Phantom Pains

7,579 nights I slept on his shoulder. Yes, I included the extra days in leap years, but I didn’t subtract the handful of times we were apart. Even in different beds, in different states, I never really felt like I was sleeping alone. That’s one of the things I enjoyed most about marriage, the feeling of connection.

Now that shoulder is turned away from me and to say the adjustment has been hard is an understatement. What I’m discovering is he’s much farther along in the adjustment phase because he’s been thinking about this for a long time. So he’s ready for me to accompany him to therapy appointments, so we can work on our post-marriage relationship. But I’m still getting used to the missing shoulder, not to mention the thousand and one other things that are suddenly gone.

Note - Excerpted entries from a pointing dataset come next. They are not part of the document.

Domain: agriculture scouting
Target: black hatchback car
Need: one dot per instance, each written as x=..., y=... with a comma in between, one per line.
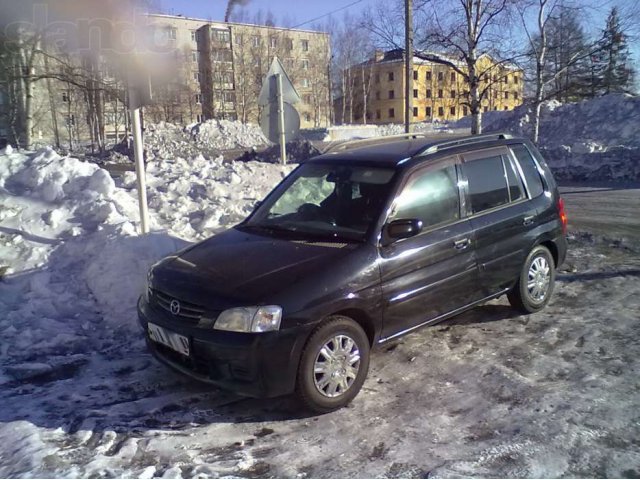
x=354, y=248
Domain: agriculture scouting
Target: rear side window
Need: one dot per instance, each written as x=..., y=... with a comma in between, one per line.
x=487, y=183
x=529, y=169
x=430, y=196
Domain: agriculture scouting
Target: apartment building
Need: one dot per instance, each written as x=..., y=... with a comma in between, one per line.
x=217, y=70
x=220, y=68
x=377, y=89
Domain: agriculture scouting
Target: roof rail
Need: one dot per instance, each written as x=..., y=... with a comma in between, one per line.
x=463, y=141
x=351, y=144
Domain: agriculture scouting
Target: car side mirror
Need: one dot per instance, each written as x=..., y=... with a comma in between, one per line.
x=403, y=228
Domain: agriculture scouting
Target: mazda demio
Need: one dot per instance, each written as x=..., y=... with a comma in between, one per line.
x=354, y=248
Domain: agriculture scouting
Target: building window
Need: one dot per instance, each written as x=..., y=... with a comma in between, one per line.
x=222, y=36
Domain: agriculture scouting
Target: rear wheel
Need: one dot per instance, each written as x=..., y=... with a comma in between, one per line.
x=334, y=365
x=535, y=285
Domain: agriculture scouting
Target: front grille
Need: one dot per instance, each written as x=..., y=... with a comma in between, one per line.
x=189, y=312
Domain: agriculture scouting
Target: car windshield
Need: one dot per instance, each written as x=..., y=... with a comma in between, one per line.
x=329, y=201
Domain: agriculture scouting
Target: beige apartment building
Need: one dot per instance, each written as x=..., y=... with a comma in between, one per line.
x=216, y=72
x=439, y=92
x=220, y=68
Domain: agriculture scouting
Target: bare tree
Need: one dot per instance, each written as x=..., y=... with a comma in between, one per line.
x=466, y=29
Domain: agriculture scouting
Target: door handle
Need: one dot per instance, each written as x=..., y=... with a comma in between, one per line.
x=461, y=244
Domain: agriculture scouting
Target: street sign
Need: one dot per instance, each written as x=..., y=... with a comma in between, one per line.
x=269, y=90
x=279, y=121
x=270, y=125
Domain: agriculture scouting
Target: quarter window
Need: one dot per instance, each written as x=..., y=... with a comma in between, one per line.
x=487, y=183
x=529, y=169
x=431, y=197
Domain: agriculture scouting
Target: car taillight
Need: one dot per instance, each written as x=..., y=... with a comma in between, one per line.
x=563, y=215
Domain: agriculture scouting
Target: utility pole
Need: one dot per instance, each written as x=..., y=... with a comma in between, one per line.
x=408, y=64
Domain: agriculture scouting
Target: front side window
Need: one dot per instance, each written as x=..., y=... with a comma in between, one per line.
x=331, y=201
x=431, y=197
x=487, y=183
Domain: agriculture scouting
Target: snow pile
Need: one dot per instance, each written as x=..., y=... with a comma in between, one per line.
x=209, y=138
x=595, y=139
x=72, y=262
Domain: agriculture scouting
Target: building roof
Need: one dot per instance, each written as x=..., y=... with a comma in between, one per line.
x=222, y=22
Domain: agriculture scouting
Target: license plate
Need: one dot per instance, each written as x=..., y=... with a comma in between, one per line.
x=172, y=340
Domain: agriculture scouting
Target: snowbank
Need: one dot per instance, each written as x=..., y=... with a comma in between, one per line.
x=73, y=263
x=591, y=140
x=209, y=138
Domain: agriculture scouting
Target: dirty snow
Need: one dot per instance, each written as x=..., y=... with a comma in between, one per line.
x=490, y=393
x=594, y=139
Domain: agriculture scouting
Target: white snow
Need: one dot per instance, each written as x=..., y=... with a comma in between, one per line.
x=594, y=139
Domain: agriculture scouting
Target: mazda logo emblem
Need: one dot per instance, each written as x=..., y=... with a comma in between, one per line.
x=175, y=307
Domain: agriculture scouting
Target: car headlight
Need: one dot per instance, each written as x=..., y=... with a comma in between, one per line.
x=250, y=319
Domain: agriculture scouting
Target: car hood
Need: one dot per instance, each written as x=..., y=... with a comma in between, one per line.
x=237, y=267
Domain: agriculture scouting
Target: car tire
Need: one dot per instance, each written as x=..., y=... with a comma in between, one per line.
x=533, y=290
x=335, y=356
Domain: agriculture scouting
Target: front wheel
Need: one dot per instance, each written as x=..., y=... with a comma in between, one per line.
x=334, y=365
x=535, y=285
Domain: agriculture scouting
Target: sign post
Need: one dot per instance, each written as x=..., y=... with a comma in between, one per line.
x=139, y=95
x=280, y=122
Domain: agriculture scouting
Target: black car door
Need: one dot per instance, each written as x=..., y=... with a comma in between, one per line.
x=435, y=271
x=501, y=216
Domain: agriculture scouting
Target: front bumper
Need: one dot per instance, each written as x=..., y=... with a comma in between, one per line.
x=251, y=364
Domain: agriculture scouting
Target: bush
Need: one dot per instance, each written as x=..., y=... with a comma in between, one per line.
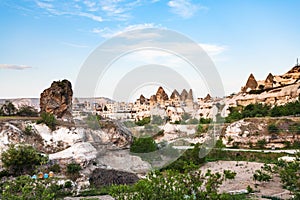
x=22, y=159
x=129, y=124
x=93, y=122
x=205, y=120
x=48, y=119
x=156, y=119
x=143, y=145
x=55, y=168
x=8, y=109
x=272, y=128
x=261, y=143
x=24, y=187
x=28, y=130
x=144, y=121
x=73, y=171
x=27, y=111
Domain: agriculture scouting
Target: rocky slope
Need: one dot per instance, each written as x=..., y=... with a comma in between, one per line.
x=57, y=99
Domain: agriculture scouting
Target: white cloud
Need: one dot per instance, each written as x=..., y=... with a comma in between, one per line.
x=212, y=49
x=75, y=45
x=14, y=67
x=108, y=32
x=184, y=8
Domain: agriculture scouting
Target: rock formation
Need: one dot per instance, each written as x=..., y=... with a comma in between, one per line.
x=142, y=99
x=183, y=95
x=269, y=81
x=161, y=95
x=207, y=98
x=251, y=84
x=57, y=99
x=174, y=94
x=190, y=95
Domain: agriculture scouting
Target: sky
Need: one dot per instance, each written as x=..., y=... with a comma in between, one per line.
x=46, y=40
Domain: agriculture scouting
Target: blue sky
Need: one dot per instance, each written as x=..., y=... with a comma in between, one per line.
x=46, y=40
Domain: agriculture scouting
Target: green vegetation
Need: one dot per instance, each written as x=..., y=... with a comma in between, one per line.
x=93, y=122
x=8, y=109
x=272, y=128
x=144, y=121
x=174, y=185
x=22, y=159
x=73, y=171
x=48, y=119
x=261, y=143
x=27, y=111
x=157, y=119
x=24, y=187
x=143, y=145
x=205, y=120
x=129, y=124
x=28, y=130
x=260, y=110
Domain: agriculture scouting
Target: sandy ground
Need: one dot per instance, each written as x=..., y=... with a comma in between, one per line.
x=244, y=177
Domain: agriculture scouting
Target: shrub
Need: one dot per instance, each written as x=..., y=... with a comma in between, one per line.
x=27, y=111
x=129, y=124
x=93, y=122
x=28, y=130
x=55, y=168
x=143, y=145
x=272, y=128
x=73, y=171
x=261, y=143
x=144, y=121
x=8, y=109
x=48, y=119
x=205, y=120
x=22, y=159
x=157, y=119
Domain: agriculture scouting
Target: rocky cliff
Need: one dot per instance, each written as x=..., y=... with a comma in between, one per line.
x=57, y=99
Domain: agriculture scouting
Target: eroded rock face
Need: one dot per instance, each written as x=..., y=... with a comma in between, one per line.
x=251, y=84
x=190, y=95
x=57, y=99
x=161, y=95
x=184, y=95
x=174, y=94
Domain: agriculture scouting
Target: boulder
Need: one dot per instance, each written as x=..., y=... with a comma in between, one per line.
x=57, y=99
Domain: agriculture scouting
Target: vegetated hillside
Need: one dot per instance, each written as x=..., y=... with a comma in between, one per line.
x=263, y=132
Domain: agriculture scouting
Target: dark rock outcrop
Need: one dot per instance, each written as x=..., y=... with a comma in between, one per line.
x=57, y=99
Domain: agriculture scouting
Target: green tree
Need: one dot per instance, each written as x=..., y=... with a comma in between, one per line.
x=261, y=176
x=21, y=159
x=261, y=143
x=272, y=128
x=27, y=111
x=8, y=109
x=73, y=170
x=144, y=121
x=157, y=119
x=143, y=145
x=48, y=119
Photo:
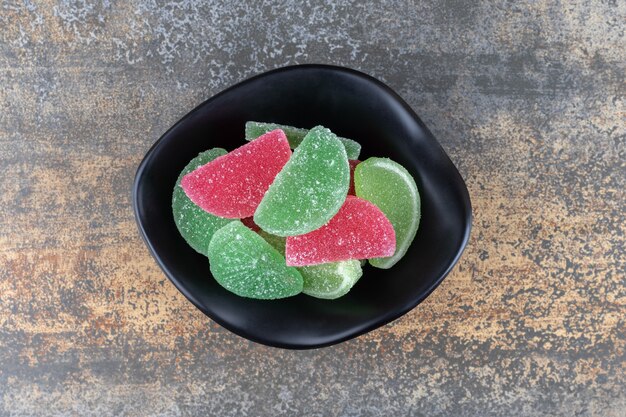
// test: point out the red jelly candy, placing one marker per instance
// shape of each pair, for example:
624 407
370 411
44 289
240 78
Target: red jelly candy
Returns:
353 163
233 185
358 231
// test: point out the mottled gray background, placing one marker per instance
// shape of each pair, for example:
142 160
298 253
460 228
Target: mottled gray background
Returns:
527 99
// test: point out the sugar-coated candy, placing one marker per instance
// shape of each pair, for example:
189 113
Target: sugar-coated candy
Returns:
391 188
309 190
358 231
353 163
328 281
232 185
250 224
195 225
277 242
296 135
331 280
244 263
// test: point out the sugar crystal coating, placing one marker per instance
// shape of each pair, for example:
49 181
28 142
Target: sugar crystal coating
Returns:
296 135
358 231
331 280
244 263
195 225
328 281
353 163
232 185
390 186
250 224
309 190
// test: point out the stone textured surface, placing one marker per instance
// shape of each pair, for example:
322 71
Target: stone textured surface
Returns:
528 100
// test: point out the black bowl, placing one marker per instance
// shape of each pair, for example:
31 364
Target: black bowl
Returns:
352 105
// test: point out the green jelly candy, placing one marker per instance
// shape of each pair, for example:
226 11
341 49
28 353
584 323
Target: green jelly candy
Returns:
389 186
296 135
310 188
245 264
329 281
194 224
277 242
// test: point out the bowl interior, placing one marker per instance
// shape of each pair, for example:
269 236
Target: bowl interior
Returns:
352 105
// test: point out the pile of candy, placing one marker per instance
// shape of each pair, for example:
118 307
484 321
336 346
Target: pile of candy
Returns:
275 223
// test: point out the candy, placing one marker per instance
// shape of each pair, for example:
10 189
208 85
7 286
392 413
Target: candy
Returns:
358 231
195 225
391 188
309 190
328 281
353 163
245 264
250 224
296 135
332 280
232 185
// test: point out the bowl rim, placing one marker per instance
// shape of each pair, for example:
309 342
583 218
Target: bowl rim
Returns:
385 319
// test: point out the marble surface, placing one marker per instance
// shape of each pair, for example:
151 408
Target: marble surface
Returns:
528 101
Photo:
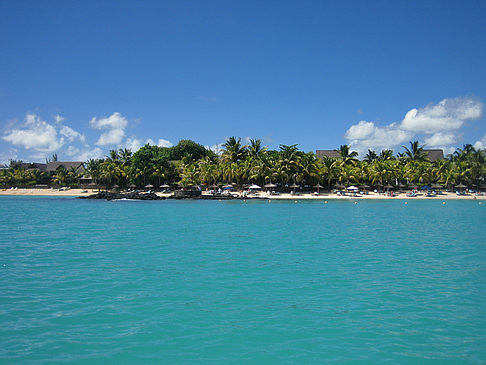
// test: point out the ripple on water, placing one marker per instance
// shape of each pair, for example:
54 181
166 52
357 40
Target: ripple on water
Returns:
253 282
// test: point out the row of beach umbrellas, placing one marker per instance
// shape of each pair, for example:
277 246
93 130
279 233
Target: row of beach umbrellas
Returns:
318 186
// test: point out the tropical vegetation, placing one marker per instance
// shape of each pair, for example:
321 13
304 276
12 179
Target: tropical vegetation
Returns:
190 164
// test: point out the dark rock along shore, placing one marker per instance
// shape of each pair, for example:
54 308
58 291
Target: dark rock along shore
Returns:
109 195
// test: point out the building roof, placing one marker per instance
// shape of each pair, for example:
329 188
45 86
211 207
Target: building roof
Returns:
327 153
68 165
33 166
434 155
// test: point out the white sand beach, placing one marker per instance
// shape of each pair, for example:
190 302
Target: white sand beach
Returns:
284 196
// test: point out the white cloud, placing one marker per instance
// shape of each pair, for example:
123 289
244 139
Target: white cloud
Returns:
77 154
115 125
216 148
133 144
481 143
5 157
366 135
447 115
36 135
164 143
111 137
71 134
440 139
116 120
58 118
439 124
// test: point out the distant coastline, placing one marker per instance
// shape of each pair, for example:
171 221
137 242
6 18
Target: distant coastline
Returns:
284 196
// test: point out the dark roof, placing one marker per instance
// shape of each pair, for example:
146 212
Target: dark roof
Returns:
33 165
434 155
327 153
68 165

I keep thinking about when my mother took my sisters and me to visit our great grandmother Lottie. We were young, maybe in elementary school, and Lottie was in the hospital after having the lower half of both legs amputated. Every few minutes she’d ask for a blanket to cover her legs, because they were cold, or talk about the pain in her limbs that were no longer there. I remember thinking, “Why doesn’t someone just lift the sheets and remind her that her legs are gone? Wouldn’t that clear everything up?”

I aspire to rise above the phantom pains, to handle this loss with grace and maturity, accepting that the amputation has already happened, and reattaching dead limbs is not an option. But when he visits our boys or comes by to collect more of his things, I choke on all the contradictory feelings of missing him and hating him. I feel helpless and anything but mature. I feel people looking at me the way I looked at Lottie, as if to ask, “Why can’t you just look at his side of the bed and accept that he’s gone?”

I’m painting the walls, rearranging our furniture, getting rid of things he gave me, and trying to sleep in the middle of the bed. But every night it’s like sleeping in a hotel room, when you wake up and have to remind yourself where you are, which way is the bathroom, and not to be afraid of the unfamiliar sounds. I’ll get there. But it’s only been 37 nights.